「オンリー・チャイルド」ジャック・ケッチャム

jikishi2004-06-16

きっとこの作者は、誰よりも他人の気持ちが分かる人なんだと思う。これは別に思いやりとかそういう意味じゃなく。だから、こんなに胸糞の悪くなるような本を書けるんだろう。でも、ついつい読んでしまう。煙草の様なものかもしれない。
アーサーとリディア。二人が出会わなければ、こんなことには…。1953年、アーサーはこの世に生を受けた。母親からの虐待を受けながら育ったアーサーは、狡猾な悪ガキへと成長していった。大人になってからも、アーサーは邪悪な感情を秘めたままだった。その後、内気な女性リディアと知り合い、彼女は不安を残しつつもアーサーと結婚。だが、彼は変態セックスを強要したり、しだいに凶暴な性格を表していく。抑圧された日常の中、彼女は一人息子ロバートに愛情を注ぐが、ロバートもまた奇妙な動作や習癖を見せ始める―。(アマゾンレビューより)
本を読むとき、私は常にハッピーエンドを期待している。推理小説なら犯人が暴かれるし、ノンフィクションでも筆者は今は普通の生活を送っているといった、そんな終わり方を期待している。
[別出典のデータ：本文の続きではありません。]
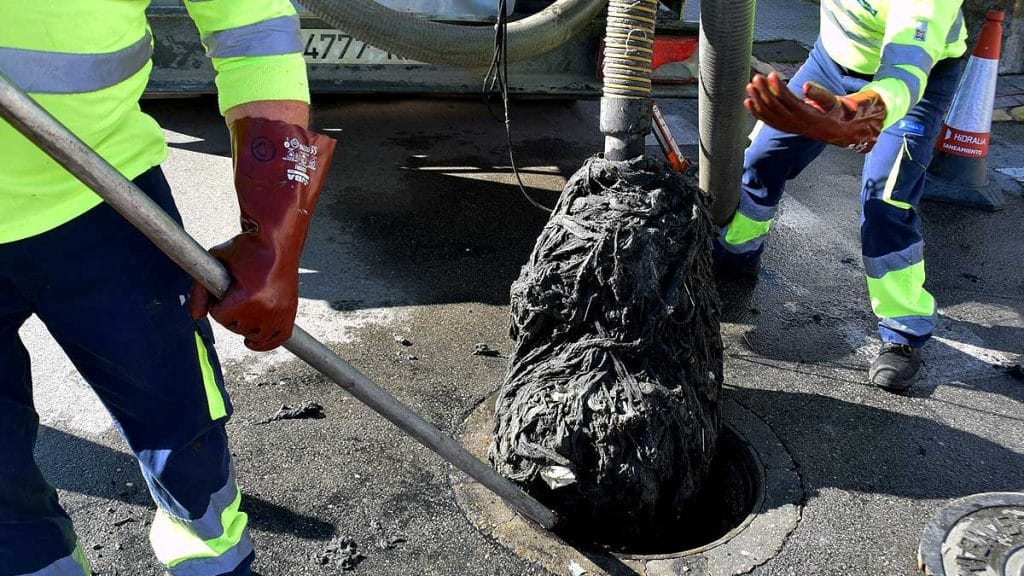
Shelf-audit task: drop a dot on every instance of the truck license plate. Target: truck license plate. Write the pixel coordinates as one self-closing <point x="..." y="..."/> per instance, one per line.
<point x="331" y="46"/>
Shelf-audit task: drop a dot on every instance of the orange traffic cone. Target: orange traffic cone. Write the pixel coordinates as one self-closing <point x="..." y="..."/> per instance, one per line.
<point x="958" y="172"/>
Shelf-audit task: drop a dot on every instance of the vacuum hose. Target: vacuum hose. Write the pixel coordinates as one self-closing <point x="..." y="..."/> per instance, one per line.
<point x="626" y="104"/>
<point x="411" y="37"/>
<point x="726" y="39"/>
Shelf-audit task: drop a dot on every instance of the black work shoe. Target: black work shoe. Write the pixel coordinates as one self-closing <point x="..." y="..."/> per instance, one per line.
<point x="729" y="265"/>
<point x="895" y="367"/>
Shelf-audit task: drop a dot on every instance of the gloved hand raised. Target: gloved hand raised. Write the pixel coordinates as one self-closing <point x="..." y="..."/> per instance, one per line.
<point x="852" y="121"/>
<point x="279" y="171"/>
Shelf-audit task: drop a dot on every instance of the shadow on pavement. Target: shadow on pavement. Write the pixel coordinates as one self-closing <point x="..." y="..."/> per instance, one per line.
<point x="859" y="448"/>
<point x="79" y="465"/>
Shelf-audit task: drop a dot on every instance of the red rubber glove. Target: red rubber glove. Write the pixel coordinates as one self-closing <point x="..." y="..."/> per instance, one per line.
<point x="853" y="121"/>
<point x="279" y="171"/>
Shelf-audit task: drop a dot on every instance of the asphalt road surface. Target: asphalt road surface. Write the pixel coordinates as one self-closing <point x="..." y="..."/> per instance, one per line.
<point x="419" y="234"/>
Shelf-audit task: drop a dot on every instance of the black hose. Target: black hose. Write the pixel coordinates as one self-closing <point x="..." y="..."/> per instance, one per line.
<point x="411" y="37"/>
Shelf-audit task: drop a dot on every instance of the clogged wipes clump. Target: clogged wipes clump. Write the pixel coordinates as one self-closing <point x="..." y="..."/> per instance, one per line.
<point x="609" y="409"/>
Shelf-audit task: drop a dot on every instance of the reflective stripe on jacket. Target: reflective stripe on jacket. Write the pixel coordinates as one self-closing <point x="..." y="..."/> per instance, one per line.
<point x="87" y="62"/>
<point x="897" y="41"/>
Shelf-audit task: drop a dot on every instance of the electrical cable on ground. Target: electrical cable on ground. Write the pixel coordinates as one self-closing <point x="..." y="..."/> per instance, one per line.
<point x="497" y="82"/>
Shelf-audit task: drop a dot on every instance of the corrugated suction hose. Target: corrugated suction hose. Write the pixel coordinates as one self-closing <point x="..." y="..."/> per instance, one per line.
<point x="626" y="105"/>
<point x="411" y="37"/>
<point x="726" y="38"/>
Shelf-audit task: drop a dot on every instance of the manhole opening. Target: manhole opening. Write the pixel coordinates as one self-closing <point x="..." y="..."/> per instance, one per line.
<point x="731" y="493"/>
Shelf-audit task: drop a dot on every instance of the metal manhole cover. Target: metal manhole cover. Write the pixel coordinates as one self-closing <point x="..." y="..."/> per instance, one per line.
<point x="979" y="535"/>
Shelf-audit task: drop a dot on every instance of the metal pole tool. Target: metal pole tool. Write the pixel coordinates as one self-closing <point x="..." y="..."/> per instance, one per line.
<point x="46" y="132"/>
でもこのケッチャムという人に関しては、そんな期待は捨てた方がいい。だから、精神状態の不安定な人にはお勧めできない。
内容も最悪なら、終わり方も悲惨だ。それは前読んだ「隣の家の少女」でよく分かった。それでも、読んでしまう。なんなんだろうこの人は。
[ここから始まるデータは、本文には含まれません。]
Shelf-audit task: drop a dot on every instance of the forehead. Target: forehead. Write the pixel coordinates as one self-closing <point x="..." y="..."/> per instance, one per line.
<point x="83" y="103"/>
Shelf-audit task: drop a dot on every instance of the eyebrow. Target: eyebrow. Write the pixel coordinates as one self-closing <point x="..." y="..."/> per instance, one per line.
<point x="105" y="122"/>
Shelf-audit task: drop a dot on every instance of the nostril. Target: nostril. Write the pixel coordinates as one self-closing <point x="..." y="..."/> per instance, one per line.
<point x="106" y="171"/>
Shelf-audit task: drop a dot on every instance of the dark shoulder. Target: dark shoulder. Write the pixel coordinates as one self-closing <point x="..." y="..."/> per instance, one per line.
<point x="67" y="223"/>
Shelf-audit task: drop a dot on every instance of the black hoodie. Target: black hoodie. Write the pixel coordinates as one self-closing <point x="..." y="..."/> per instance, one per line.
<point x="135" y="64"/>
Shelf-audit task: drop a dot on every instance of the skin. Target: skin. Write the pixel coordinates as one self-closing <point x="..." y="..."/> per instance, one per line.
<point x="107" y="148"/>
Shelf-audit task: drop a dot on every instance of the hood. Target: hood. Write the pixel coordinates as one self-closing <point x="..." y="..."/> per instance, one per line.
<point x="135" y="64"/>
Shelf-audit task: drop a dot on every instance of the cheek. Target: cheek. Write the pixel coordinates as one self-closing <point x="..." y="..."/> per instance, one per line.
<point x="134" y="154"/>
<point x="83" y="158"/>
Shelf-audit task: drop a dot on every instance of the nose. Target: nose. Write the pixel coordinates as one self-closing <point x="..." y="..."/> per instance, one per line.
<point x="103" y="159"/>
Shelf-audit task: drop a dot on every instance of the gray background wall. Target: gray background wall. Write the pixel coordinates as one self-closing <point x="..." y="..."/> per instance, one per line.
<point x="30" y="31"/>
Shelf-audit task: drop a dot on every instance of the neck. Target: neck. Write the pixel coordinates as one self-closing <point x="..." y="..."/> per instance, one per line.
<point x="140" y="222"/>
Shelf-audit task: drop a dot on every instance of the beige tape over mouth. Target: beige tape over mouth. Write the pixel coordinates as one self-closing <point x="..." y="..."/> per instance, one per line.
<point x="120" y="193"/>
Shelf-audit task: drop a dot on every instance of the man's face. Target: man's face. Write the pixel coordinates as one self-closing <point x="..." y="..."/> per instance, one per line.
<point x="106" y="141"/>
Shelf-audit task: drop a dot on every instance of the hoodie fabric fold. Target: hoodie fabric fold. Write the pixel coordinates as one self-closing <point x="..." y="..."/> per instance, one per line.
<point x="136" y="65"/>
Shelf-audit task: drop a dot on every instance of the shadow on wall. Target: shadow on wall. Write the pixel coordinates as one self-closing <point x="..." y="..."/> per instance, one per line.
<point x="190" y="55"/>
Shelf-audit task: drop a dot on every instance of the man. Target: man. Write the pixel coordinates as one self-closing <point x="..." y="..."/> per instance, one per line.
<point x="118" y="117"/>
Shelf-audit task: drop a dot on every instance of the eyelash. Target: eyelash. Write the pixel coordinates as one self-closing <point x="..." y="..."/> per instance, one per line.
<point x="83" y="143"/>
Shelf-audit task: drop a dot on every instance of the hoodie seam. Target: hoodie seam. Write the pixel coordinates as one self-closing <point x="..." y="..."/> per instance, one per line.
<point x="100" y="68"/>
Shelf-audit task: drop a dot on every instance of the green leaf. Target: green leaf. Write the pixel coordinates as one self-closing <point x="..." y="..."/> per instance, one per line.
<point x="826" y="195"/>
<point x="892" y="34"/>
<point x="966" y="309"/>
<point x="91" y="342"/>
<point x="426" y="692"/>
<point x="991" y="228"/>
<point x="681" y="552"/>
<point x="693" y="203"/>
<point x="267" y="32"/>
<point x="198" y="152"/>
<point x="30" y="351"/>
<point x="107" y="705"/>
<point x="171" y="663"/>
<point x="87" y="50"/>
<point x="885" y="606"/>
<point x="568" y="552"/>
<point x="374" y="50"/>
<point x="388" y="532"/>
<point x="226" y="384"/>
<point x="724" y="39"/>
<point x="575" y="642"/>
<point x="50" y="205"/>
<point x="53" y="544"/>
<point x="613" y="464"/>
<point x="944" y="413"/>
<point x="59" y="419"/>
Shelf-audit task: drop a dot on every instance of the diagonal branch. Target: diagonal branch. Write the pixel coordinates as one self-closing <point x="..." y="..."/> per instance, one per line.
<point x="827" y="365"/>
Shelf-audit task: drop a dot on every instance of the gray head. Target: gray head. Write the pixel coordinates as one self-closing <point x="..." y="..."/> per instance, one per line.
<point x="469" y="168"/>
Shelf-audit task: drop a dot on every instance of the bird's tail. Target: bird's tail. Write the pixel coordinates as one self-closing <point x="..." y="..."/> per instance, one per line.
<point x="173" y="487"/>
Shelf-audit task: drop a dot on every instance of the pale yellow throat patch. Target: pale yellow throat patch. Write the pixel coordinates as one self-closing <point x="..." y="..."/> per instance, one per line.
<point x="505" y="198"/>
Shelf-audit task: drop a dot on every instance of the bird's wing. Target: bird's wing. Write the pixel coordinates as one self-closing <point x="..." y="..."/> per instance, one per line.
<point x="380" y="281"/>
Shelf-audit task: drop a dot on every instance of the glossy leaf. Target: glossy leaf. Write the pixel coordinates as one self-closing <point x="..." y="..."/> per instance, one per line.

世間は理不尽なことで溢れている。それを文章化するのは本人にとっても辛い事なのだろう。人間の想像力には限界がない。だから実際に行動するよりも、実は想像の方が残酷だ。想像と現実を完全に切り離して考えることができるのなら、想像というやつは最高に残酷で、楽しい。
なんかだんだんおかしなこと書いてるな。まあそんな気にさせる本だった。